After reading Darrell West’s reply and Geoffrey Kabaservice’s essay in favor of moderation, it strikes me that the case for moderation is quite persuasive indeed to moderates. But the “meta-political” case for moderation fails.
I actually share a fair bit of the typical, elite-moderate agenda: doing something multilateral about climate change, gradually reducing federal liabilities, free trade, gradually liberalizing immigration, and a truce on the culture war. But one does not have to adopt a comprehensively moderate ideology to come to these policy positions; I certainly don’t. Note as well that these views are in some cases quite far from those of the median American voter.
For conservatives, the current Republican Party has been working quite well. The ordinary course of things is for government to grow, and so merely stopping policy change has been enough to make the Trump Administration the most “conservative” of the last century.
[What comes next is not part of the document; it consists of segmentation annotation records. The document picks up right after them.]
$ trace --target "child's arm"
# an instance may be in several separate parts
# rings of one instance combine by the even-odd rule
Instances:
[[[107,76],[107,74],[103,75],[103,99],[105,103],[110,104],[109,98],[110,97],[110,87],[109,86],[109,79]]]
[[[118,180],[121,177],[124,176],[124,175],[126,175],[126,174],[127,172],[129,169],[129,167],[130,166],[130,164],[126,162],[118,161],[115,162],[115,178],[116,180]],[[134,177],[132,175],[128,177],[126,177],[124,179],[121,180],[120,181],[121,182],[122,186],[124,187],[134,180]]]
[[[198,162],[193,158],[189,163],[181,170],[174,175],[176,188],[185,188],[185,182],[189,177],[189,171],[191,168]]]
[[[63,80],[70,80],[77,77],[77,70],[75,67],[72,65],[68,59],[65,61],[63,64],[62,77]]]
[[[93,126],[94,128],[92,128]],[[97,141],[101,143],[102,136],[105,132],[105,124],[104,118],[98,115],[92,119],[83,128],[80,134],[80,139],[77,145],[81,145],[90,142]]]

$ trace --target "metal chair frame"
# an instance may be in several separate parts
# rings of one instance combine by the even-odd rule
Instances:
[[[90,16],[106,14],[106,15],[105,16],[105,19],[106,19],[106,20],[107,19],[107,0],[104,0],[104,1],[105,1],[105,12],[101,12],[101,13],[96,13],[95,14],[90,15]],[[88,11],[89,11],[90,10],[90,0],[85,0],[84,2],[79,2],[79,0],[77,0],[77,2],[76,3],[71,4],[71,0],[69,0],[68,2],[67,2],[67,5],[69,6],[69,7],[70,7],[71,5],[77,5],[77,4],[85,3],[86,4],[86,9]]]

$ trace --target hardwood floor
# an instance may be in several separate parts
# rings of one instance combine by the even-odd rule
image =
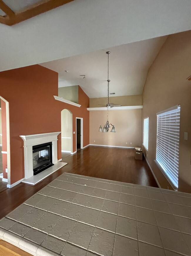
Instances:
[[[68,164],[34,186],[21,183],[0,193],[0,219],[64,172],[158,187],[145,160],[134,149],[91,146],[64,158]]]

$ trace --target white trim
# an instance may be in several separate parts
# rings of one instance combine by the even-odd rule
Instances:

For conservatives, going back to the “bad old days” when people like George H.W. Bush and Bob Dole ran the party and cooperated in liberal policy change is no solution.
For progressives, appearing to be moderate makes sense as a tactical ploy. American voters do not generally like forthrightly left-wing candidates, but they also do not necessarily punish left-wing policy change, particularly when it is bipartisan. But donning a moderate façade is, by definition, not a sincere conversion to the moderate cause.
If one engages with policy debates and comes away with substantively moderate positions, one will want others to adopt those views too. But let’s not pretend that the truth is most likely in the middle, or that if only American politics were more moderate, they would work better for everyone.